Aku mengambil air dingin di kulkas lalu minum. Aku mendengar sepasang langkah gontai mendekati dapur. Aku tutup kulkas kembali.

Jimmy berdiri di ambang dapur, menatapku dalam diam. Entah mengapa aku sedikit cemas, dan yang bisa aku lakukan hanya menyengir kaku.

“Julie...” panggilnya. Suaranya agak serak dan berat. Tidak hanya itu, mukanya kuyu dan bahunya lesu. Rambutnya kayak landak, mencuat ke segala arah.

“Ya?” jawabku. “Abang mau kue lagi nggak?”

Jimmy menggeleng. Dia berjalan menghampiri meja lalu duduk di kursi. Dia menatapku dan bicara kembali. “Kamu sudah makan?” tanyanya.

“Makan siang sih sudah,” jawabku. “Makan malam belum.”

“Mau makan bersama?” tanyanya.

Aku mengangguk saat kudengar dua langkah kaki mendekati dapur. Mami Wina dan Papi Daniel yang datang bersama langsung terperangah memandangi Jimmy. Mereka tampaknya terkejut, seakan tidak percaya Jimmy sudah keluar dari kamar. Aku buru-buru berdiri di dekat Jimmy.

“Jimmy sudah makan kok tadi,” aku melapor. “Sekarang mau makan lagi.”

Papi Daniel berjongkok di hadapan Jimmy. “Kamu sudah baikan?” tanyanya.

“Aku baik-baik saja,” balas Jimmy.

Lalu, hening sebentar.

“Oh, ya, Jim. Ada yang mau papi sampaikan. Ini agak mendesak,” kata Papi Daniel. “Rumah ini dijual dan kita harus pindah,” jelasnya. Suaranya rendah dan datar dan tenang. “Kami sudah membeli rumah baru. Kamu dan Julie akan dapat kamar sendiri. Besok, kita ambil barang-barangmu di rumah lamamu. Ya?”
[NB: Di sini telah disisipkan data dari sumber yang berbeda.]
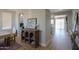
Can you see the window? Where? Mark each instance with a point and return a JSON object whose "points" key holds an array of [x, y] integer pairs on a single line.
{"points": [[52, 21], [6, 21]]}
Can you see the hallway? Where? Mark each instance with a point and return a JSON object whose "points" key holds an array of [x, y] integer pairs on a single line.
{"points": [[61, 41], [60, 37]]}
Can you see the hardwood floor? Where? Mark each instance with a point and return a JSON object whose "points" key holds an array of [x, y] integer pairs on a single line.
{"points": [[26, 46]]}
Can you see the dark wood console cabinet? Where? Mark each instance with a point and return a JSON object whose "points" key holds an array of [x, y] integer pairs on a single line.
{"points": [[32, 35]]}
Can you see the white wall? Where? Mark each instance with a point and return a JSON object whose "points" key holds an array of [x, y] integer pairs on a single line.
{"points": [[7, 11], [48, 27], [73, 22]]}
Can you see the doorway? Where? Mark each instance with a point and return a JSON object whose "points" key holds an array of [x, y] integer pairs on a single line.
{"points": [[60, 39]]}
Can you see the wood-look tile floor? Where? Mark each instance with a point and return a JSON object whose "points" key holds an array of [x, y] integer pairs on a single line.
{"points": [[61, 40]]}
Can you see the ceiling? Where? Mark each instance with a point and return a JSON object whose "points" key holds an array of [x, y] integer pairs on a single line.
{"points": [[58, 10]]}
Jimmy manggut singkat. “Aku ikut saja,” katanya. “Aku nggak punya siapa-siapa lagi. Aku nggak mau ikut nenek. Dia sudah tua untuk mengurus kami.”
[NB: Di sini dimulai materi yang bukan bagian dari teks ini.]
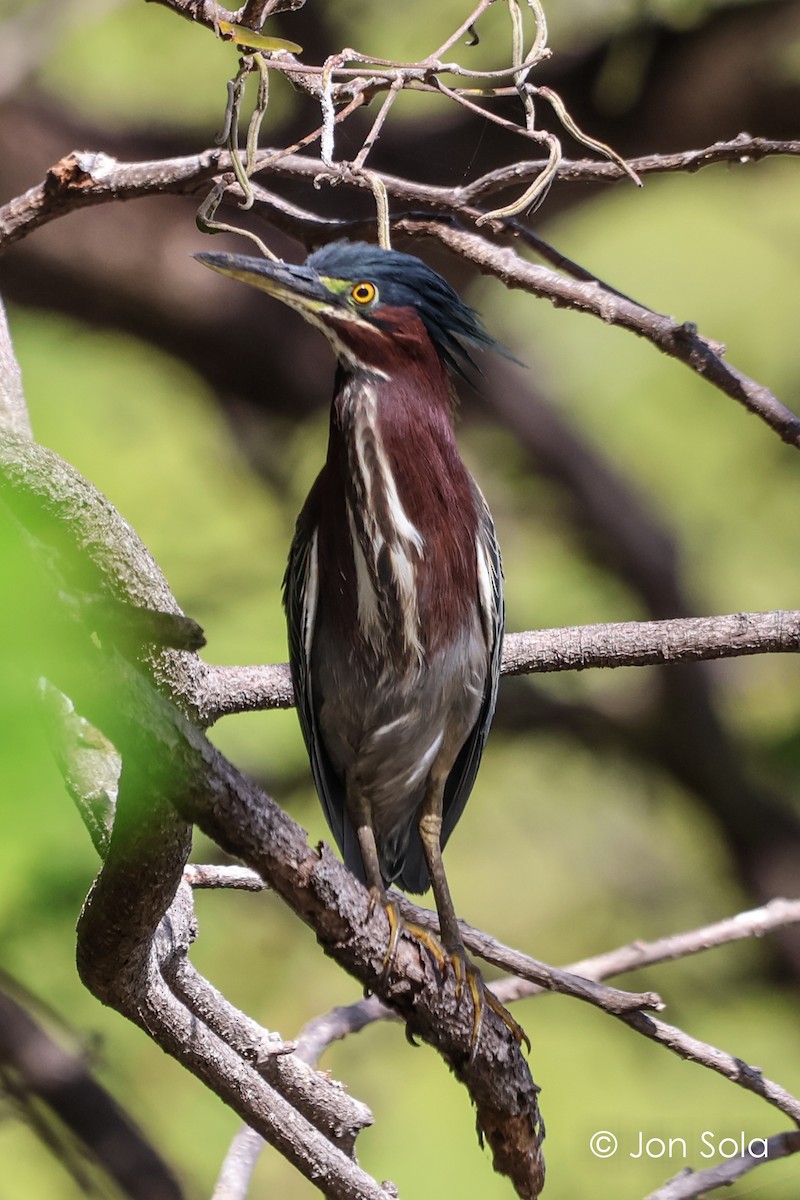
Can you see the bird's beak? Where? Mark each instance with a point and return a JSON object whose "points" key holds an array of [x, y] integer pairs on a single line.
{"points": [[298, 286]]}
Mami Wina ikut berjongkok di hadapan kami. “Kami-lah sekarang orangtua kalian,” katanya, dengan lembut dan tenang. “Memang bukan kami yang melahirkan kalian, tapi mulai hari ini... kami yang membesarkan kalian.”

Jimmy bicara lagi. “Mami dan Papi mengadopsi kami?”